Being a Dork, Perl, and Basketball Stats 

For the past year or so, I've been dorking around with some of my friends with the idea of a basketball statistic that attempts to measure what a player brings a team. You know, take his points, his assists, rebounds, blocks, etc., and throw them all into one big number. It's been a fun diversion, and an excuse to think about math and some web programming again.
The idea is based on the work done at sonicscentral.com towards something that's been called Points Created (an attempt to parallel Bill James' baseball stat "Runs Created"). It's not perfect, but I've had some dorky fun, and, quite frankly, the ratings have come out moderately ok.
Recently, when I realized I could dynamically update this from the web rather than doing it via Excel, I set out to create a Perl script that would enable me to run it, have it grab the latest stats from the invaluable dougstats.com, and then generate the stats for everybody in the NBA.

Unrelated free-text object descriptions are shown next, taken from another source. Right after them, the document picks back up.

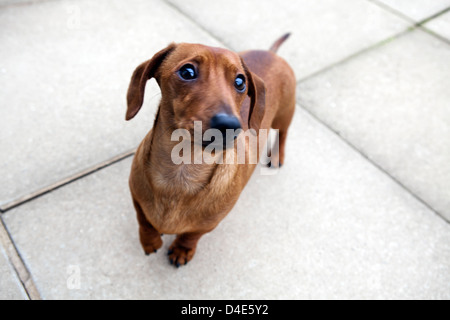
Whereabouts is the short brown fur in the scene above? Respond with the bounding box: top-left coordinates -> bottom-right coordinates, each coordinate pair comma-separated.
126,34 -> 296,267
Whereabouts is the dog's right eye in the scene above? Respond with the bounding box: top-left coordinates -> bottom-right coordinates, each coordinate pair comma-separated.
178,64 -> 197,80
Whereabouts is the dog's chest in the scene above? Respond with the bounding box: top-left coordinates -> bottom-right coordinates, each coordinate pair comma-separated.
149,191 -> 224,234
148,164 -> 240,234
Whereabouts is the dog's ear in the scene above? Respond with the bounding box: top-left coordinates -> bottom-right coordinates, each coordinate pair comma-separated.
126,43 -> 176,121
241,59 -> 266,132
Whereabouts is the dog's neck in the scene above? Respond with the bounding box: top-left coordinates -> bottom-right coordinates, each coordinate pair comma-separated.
146,106 -> 222,195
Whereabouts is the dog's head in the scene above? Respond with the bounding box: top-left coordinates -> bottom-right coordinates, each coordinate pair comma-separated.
126,43 -> 266,146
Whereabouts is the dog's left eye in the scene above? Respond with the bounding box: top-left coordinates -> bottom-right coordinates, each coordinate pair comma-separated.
178,64 -> 197,80
234,75 -> 246,92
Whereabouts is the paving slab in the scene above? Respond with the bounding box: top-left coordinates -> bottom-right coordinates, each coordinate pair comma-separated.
0,0 -> 223,209
298,29 -> 450,221
377,0 -> 450,21
425,10 -> 450,41
167,0 -> 410,80
0,242 -> 28,300
0,0 -> 48,7
4,108 -> 450,300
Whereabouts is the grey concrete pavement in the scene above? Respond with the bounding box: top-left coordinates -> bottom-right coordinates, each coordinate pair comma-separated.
1,0 -> 450,300
377,0 -> 450,21
425,10 -> 450,41
0,244 -> 27,300
298,28 -> 450,221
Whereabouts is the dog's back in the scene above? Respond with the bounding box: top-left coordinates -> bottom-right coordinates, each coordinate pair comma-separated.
239,34 -> 296,166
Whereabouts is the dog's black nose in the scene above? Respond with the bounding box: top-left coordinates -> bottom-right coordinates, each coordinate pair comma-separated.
204,114 -> 242,147
210,113 -> 242,133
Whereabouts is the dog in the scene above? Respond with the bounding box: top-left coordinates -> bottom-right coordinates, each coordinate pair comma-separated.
126,34 -> 296,267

A few hours later, I had something working.

#!/usr/bin/perl
use LWP::Simple;
use CGI;
my $query= new CGI;
print $query->header;

The basics: the hash-bang, and includes for LWP (to get the data over the web) and CGI (so I can pass in parameters).

my %Data;
my @row;
my @PlayerStats;
my $PlayerName;
my $PlayerStatsString;
my $url = "http://www.dougstats.com/05-06RD.txt";

my $PointsCreated = 0;
my $PCperG = 0;
my $PCper48 = 0;

Here we set up all of the variables. A hash to contain the player data. Arrays for handling a row of data and a row of player statistics. Scalars for the player name, the string of text representing the data, the URL to get the data, and then some internal values for calculating statistics that aren't in the downloaded data.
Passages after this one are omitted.